Los círculos taurinos -tan dicharacheros en citas relumbrantes y tan cobardes para abordar la verdad y amor por su oficio-, asegurarán que los toros que vimos ayer pertenecen al género duro, y que en su lenguaje viene a traducirse como intoreables. Pues bien, ya les digo, que si alguno de los toreros que se enfrentaron a los imponentes toros encastados y poderosos de Dolores Aguirre hubiera aguantado un pase, allí mismo le llevamos flotando por la ribera del Urola hasta los límites del fin del mundo. Si hubieran metido al animal en muleta, sometido abajo y matado arriba volcándose, que aunque con dificultad -era evidente que se podía y se debía- pues les reconocemos dignos de acariciar el valle ignaciano, de surcar las aguas de tan palpitante camino, e igualmente acariciar las altas cimas.
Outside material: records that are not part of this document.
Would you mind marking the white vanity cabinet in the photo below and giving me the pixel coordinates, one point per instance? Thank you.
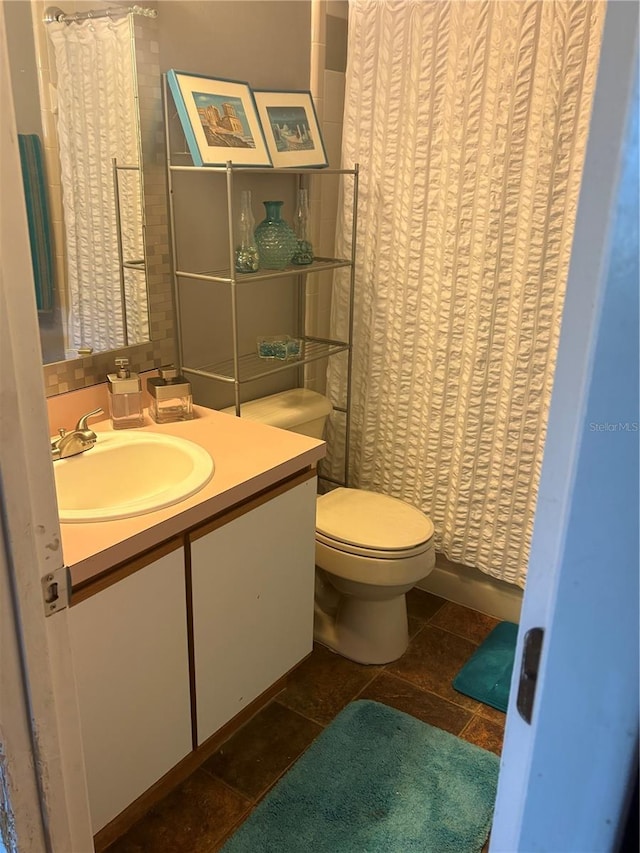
(129, 643)
(252, 589)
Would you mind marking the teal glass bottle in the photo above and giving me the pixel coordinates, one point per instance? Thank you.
(276, 240)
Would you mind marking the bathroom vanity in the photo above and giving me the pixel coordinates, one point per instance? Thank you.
(186, 620)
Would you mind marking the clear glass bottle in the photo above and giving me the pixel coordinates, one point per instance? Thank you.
(125, 397)
(304, 251)
(171, 398)
(246, 257)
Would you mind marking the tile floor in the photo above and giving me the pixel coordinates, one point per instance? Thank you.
(199, 816)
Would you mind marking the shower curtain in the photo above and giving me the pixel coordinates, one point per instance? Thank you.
(469, 121)
(97, 121)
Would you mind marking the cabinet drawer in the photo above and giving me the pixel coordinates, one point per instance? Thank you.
(252, 588)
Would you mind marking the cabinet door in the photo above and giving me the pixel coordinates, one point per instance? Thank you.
(129, 645)
(253, 586)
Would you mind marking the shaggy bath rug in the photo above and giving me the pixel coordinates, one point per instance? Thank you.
(377, 781)
(486, 676)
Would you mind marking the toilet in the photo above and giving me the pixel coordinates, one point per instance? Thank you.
(371, 549)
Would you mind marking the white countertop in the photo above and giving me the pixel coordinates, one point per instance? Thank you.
(249, 457)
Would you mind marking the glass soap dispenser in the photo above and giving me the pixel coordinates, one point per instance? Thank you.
(171, 398)
(125, 397)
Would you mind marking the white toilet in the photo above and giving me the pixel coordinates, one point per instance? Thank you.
(371, 549)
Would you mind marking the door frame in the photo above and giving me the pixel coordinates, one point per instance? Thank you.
(565, 778)
(43, 760)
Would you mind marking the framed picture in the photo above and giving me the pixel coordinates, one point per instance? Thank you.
(291, 127)
(219, 120)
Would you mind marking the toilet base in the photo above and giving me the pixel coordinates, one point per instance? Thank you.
(365, 631)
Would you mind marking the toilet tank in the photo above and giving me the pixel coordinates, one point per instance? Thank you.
(298, 410)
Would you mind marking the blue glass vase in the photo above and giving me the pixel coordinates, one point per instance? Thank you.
(276, 240)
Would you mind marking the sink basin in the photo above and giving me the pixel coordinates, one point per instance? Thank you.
(127, 475)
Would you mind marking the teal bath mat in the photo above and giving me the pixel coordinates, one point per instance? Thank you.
(486, 676)
(377, 781)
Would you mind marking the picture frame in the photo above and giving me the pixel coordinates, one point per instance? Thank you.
(291, 128)
(219, 119)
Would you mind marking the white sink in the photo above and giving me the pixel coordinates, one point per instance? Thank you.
(129, 474)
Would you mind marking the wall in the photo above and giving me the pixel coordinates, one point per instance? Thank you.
(329, 26)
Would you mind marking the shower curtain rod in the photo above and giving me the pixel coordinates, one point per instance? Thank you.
(53, 13)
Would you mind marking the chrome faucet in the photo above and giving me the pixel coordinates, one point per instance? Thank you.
(75, 441)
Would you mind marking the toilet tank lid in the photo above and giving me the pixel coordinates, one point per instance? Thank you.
(286, 409)
(371, 520)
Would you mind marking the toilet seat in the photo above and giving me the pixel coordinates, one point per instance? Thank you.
(371, 525)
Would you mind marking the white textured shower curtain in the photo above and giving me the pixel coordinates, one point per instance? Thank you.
(97, 121)
(469, 121)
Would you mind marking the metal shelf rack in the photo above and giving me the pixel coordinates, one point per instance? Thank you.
(241, 368)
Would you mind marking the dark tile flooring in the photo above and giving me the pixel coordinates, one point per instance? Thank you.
(199, 816)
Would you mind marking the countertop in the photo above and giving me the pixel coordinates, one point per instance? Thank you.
(249, 457)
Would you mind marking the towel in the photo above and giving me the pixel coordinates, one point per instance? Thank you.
(35, 192)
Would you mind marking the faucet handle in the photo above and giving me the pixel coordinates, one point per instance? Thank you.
(82, 423)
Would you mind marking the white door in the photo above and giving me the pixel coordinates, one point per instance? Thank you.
(41, 764)
(565, 777)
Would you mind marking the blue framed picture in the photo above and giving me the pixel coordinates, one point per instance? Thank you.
(219, 120)
(291, 128)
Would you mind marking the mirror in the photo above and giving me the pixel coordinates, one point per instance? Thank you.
(127, 307)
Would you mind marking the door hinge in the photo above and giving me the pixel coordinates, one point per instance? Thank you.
(56, 590)
(531, 651)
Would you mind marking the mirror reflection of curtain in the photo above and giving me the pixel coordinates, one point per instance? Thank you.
(97, 121)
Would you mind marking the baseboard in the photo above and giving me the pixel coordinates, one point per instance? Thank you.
(472, 588)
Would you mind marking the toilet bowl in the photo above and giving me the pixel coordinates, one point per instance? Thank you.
(371, 549)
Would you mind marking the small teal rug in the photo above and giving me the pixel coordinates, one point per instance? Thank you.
(486, 676)
(377, 781)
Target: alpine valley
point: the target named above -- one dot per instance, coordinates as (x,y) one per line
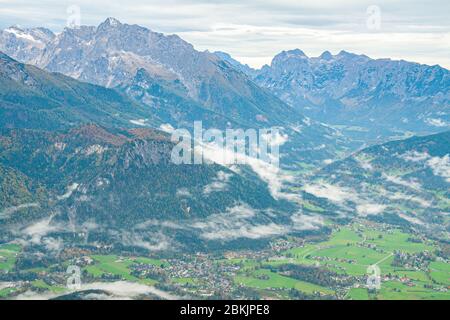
(86,177)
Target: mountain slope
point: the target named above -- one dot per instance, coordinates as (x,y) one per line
(405,182)
(354,90)
(32,98)
(120,187)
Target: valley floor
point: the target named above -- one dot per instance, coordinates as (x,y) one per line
(409,266)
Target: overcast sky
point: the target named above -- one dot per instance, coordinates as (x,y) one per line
(253,31)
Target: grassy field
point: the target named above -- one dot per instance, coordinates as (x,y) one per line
(351,250)
(120,266)
(265,279)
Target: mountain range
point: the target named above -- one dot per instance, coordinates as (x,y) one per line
(176,83)
(383,96)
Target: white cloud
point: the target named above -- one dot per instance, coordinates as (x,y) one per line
(219,184)
(331,192)
(370,209)
(254,31)
(440,166)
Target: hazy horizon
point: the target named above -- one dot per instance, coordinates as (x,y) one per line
(255,31)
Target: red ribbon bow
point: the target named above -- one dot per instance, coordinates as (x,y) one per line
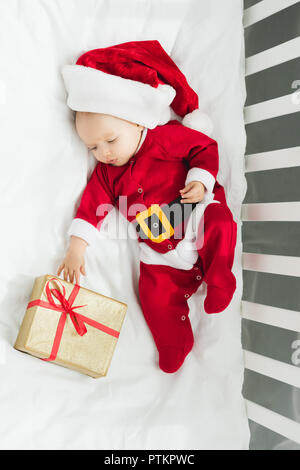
(66,308)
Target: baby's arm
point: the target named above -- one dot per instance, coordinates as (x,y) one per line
(74,261)
(96,201)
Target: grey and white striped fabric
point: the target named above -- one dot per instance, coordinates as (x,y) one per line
(271,224)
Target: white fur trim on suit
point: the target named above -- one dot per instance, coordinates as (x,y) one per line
(83,229)
(198,174)
(92,90)
(199,121)
(185,254)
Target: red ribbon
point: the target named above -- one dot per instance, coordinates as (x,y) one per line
(66,308)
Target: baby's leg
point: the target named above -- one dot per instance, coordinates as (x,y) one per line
(216,242)
(164,292)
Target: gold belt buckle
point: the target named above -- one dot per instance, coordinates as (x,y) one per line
(155,209)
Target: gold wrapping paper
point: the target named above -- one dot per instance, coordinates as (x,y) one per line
(90,354)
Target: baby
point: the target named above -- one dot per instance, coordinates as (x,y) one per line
(166,171)
(113,141)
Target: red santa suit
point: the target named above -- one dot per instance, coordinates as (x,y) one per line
(168,158)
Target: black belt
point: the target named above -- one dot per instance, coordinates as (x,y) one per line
(158,223)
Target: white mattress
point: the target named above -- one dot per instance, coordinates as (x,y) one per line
(44,168)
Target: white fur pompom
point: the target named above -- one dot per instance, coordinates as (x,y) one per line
(198,121)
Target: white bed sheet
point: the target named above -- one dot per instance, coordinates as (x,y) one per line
(44,168)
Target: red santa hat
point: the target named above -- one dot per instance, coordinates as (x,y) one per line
(136,81)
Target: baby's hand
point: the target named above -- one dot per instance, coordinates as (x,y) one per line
(193,192)
(73,263)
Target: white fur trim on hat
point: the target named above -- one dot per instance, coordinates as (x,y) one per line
(198,121)
(92,90)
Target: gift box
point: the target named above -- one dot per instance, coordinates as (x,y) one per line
(71,326)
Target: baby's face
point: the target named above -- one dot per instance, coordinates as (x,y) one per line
(112,140)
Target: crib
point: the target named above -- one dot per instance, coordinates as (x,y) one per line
(270,215)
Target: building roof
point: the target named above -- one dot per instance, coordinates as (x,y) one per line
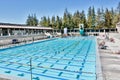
(22,26)
(118,23)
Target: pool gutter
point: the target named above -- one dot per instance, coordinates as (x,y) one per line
(99,75)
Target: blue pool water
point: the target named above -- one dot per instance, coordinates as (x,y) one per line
(57,59)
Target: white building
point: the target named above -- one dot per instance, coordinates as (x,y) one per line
(7,29)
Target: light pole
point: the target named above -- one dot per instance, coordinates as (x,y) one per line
(31,67)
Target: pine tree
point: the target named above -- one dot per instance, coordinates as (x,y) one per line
(89,21)
(32,20)
(53,22)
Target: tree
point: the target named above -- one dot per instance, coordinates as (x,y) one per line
(118,8)
(108,19)
(76,19)
(32,20)
(43,21)
(53,22)
(89,21)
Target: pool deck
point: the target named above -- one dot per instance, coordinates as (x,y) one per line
(110,61)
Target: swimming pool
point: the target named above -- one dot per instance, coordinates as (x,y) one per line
(56,59)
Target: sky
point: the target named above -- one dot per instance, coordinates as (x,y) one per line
(16,11)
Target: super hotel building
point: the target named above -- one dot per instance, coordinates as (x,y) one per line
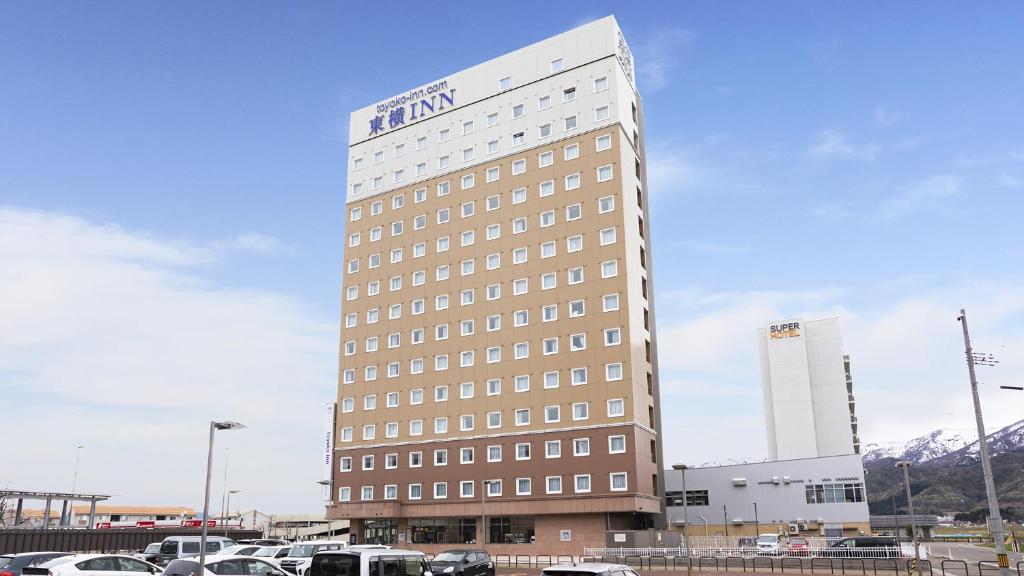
(499,371)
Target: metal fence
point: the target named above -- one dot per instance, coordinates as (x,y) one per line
(89,540)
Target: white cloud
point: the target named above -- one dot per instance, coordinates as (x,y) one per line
(830,145)
(929,194)
(115,339)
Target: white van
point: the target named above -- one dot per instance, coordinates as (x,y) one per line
(297,561)
(364,562)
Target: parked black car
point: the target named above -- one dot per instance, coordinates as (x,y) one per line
(463,563)
(864,546)
(11,565)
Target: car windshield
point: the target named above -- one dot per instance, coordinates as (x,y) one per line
(302,550)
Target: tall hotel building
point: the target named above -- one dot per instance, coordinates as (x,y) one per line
(499,373)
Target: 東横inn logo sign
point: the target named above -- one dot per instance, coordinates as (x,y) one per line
(417,104)
(784,330)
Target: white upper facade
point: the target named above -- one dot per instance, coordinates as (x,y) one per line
(806,402)
(570,83)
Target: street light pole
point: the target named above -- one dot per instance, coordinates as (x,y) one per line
(909,504)
(686,521)
(214,426)
(994,520)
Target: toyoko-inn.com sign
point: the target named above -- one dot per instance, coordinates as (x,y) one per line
(414,106)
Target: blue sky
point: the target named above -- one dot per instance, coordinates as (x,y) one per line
(816,159)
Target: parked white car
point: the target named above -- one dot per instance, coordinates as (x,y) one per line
(95,565)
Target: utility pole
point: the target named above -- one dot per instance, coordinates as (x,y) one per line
(909,503)
(994,520)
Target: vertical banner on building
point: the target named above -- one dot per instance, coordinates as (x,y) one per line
(328,450)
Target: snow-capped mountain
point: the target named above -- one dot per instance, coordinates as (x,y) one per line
(948,446)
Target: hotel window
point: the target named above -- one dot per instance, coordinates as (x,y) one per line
(493,203)
(554,485)
(522,417)
(552,414)
(582,483)
(609,269)
(550,380)
(609,302)
(581,447)
(578,341)
(522,451)
(572,181)
(613,371)
(494,232)
(548,249)
(522,486)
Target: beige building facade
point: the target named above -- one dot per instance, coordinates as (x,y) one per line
(498,369)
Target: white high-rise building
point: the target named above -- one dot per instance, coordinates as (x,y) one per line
(808,391)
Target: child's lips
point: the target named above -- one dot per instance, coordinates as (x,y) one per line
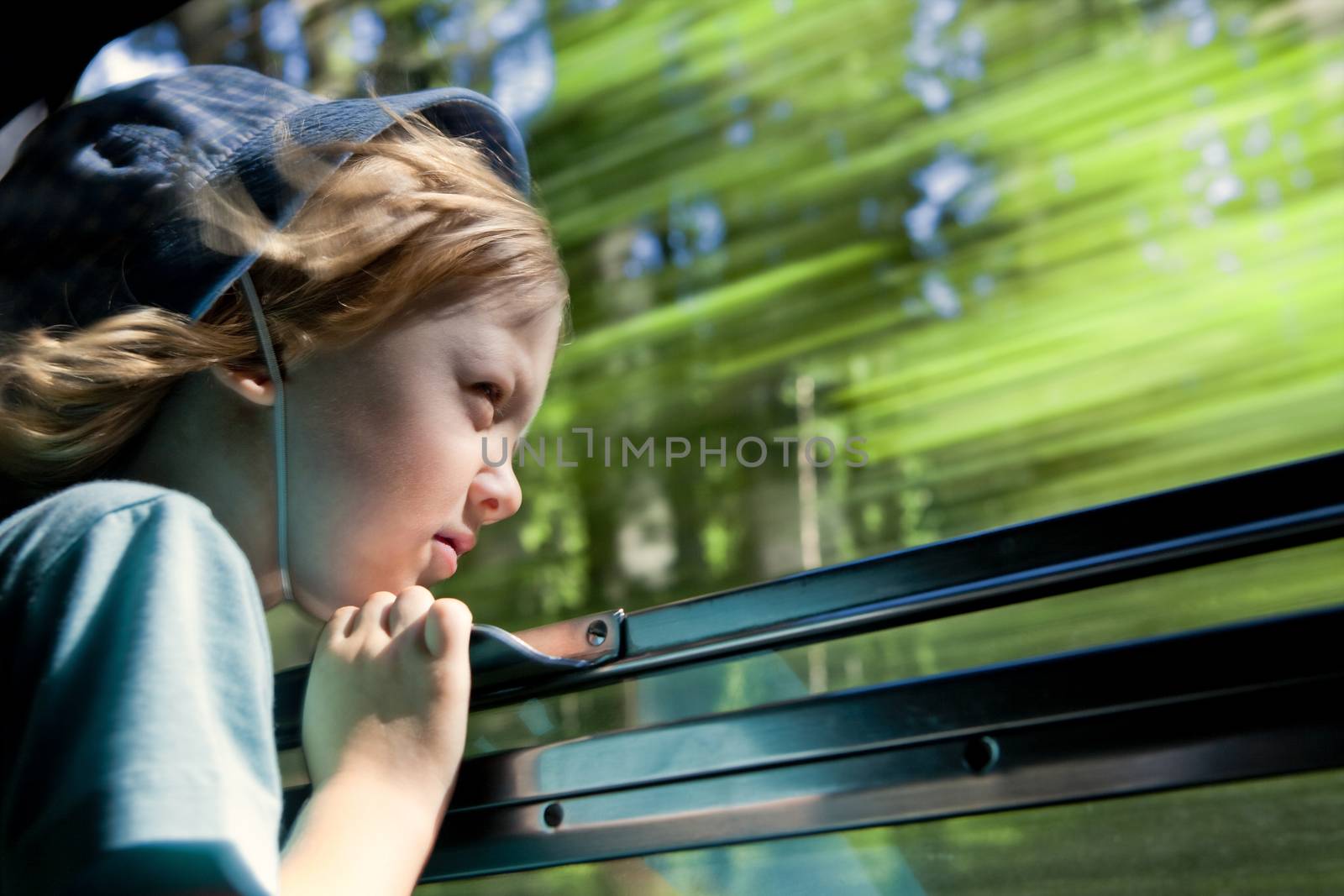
(447,557)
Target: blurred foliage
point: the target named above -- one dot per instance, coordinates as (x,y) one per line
(1038,255)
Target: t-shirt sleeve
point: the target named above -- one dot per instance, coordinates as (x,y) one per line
(148,761)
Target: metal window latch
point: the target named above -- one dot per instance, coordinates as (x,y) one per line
(501,658)
(499,661)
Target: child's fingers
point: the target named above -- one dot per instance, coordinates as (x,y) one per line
(448,627)
(371,620)
(409,607)
(339,626)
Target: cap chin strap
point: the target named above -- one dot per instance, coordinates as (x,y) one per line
(273,369)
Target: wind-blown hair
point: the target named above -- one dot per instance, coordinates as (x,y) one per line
(407,211)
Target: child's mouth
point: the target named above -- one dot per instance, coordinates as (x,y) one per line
(447,553)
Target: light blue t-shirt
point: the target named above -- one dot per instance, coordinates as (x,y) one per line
(139,748)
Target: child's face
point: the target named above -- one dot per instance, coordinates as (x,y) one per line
(385,448)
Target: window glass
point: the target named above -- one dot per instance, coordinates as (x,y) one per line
(1258,586)
(1247,839)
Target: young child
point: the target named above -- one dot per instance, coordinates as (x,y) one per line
(257,347)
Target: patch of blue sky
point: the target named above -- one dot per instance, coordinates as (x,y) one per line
(281,33)
(152,50)
(367,33)
(523,73)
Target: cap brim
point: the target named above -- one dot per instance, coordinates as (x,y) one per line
(456,112)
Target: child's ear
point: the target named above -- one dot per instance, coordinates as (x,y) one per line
(255,385)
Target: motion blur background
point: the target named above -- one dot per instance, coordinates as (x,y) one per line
(1039,255)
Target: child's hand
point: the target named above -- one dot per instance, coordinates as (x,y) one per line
(387,694)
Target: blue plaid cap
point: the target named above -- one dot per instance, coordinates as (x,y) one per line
(94,212)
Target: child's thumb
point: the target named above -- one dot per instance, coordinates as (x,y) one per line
(436,638)
(443,614)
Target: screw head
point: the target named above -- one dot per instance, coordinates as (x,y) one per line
(553,815)
(981,754)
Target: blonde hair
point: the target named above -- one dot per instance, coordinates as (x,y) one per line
(407,211)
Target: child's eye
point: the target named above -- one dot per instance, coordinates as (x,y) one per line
(494,392)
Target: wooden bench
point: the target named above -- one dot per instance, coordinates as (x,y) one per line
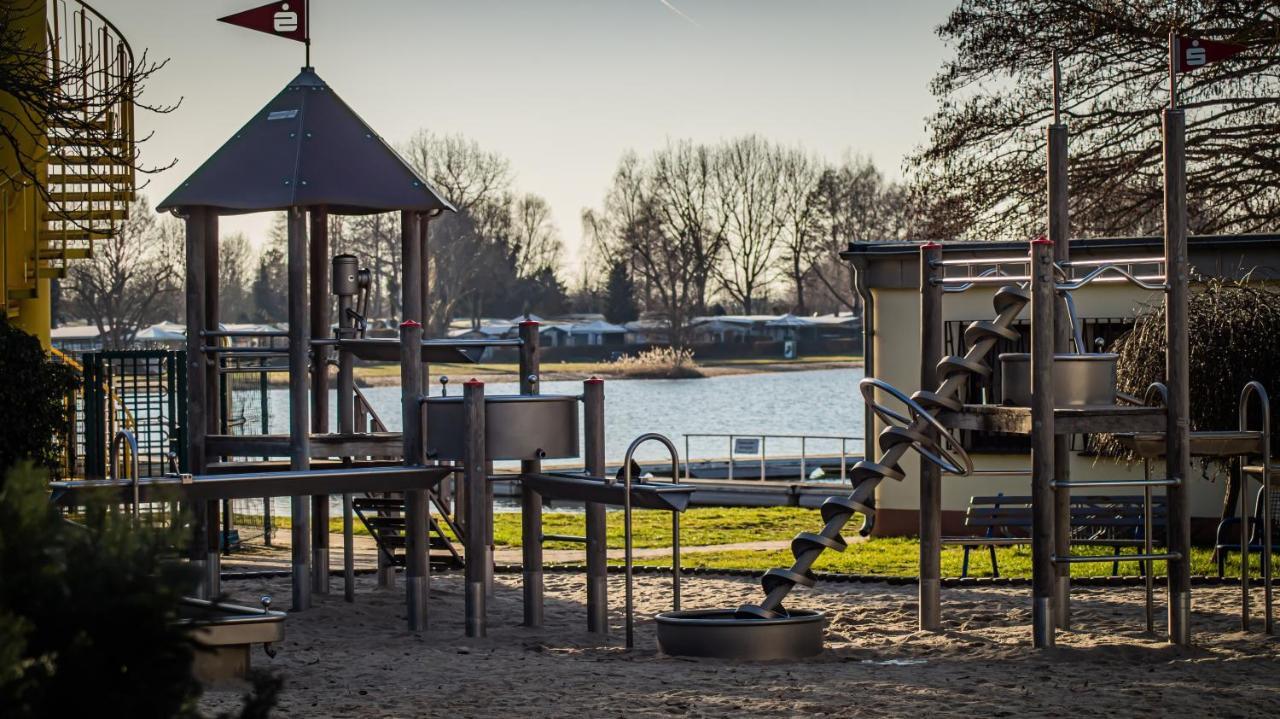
(1096,521)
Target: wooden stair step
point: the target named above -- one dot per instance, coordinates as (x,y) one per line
(378,503)
(90,178)
(82,141)
(86,160)
(69,253)
(96,196)
(56,237)
(113,215)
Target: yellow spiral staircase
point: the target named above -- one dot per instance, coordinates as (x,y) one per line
(85,159)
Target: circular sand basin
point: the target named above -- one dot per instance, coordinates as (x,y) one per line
(723,635)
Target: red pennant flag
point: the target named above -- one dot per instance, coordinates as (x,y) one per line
(1196,53)
(286,18)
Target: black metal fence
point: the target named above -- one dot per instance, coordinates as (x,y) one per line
(1098,334)
(144,392)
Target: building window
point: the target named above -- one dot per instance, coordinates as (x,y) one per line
(1098,334)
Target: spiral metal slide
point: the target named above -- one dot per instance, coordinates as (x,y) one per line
(767,630)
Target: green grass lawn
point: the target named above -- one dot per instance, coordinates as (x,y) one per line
(704,526)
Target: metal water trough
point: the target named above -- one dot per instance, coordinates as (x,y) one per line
(721,633)
(575,486)
(517,426)
(1079,380)
(227,633)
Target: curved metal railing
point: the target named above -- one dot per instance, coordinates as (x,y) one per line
(918,429)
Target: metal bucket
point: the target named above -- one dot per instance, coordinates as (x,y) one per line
(1079,380)
(721,633)
(517,426)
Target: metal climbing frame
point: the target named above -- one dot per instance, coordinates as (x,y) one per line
(917,429)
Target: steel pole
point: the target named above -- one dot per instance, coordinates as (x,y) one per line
(214,404)
(597,530)
(1059,233)
(1043,572)
(343,283)
(931,477)
(1178,376)
(197,389)
(530,502)
(416,529)
(319,296)
(476,481)
(300,426)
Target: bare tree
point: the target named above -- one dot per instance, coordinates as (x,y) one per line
(684,198)
(535,241)
(750,206)
(49,91)
(983,163)
(234,265)
(132,279)
(853,202)
(800,246)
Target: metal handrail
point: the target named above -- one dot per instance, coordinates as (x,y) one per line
(1251,390)
(804,439)
(127,438)
(626,525)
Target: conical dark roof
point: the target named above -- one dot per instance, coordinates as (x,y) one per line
(306,149)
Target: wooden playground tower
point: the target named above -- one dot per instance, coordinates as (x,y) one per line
(1043,279)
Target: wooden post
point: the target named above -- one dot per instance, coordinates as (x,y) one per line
(416,541)
(931,476)
(213,399)
(1178,376)
(344,287)
(197,388)
(300,426)
(597,530)
(319,292)
(530,502)
(1059,233)
(1043,578)
(476,480)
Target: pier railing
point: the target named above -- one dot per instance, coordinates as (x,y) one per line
(755,445)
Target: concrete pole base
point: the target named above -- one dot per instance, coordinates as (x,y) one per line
(1180,618)
(1042,622)
(320,563)
(533,599)
(415,598)
(214,573)
(475,609)
(931,604)
(597,605)
(1063,603)
(201,569)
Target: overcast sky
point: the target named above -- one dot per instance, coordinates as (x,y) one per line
(560,87)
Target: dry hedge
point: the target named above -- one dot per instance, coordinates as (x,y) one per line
(1234,338)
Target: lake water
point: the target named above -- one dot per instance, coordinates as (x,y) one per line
(822,402)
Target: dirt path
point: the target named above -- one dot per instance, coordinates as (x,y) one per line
(259,558)
(357,659)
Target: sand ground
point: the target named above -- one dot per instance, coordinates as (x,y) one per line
(357,659)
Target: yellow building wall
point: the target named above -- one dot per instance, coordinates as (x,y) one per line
(897,360)
(22,206)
Toros de Dolores Aguirre: Bien presentados, con trapío imponente, bien armados, con cabezas afianzadas (excepto el segundo), con un peso cercano muy posible a los seiscientos kilos, sobre todo los tres últimos, y más de la mitad de los ejemplares eran cinqueños. De juego muy bueno, encastados, nobles (hasta bondadosos) y todos llegaron a la muleta para ejecutar el toreo. Casi todos recibieron dos varas considerables (o descomunales) y algunos hasta tres, especialmente el último animal en salir a la plaza que deslumbró por su imponente porte en alzada, músculo y cabeza. Ninguno se cayó y a todos se les ejecutó unas lidias indecentes e inmerecidas- Igualmente, todos se fueron inéditos. Una pena.
Respecto a los toreros, les ahorro las explicaciones. Ninguno se merece nada destacable, entre otros motivos porque no lo realizaron. Lidiaron mal, no se enfrentaron de verdad y mataron a la usanza garrafal.

Plaza de toros de Azpeitia. 30 de julio de 2010. Más de media plaza.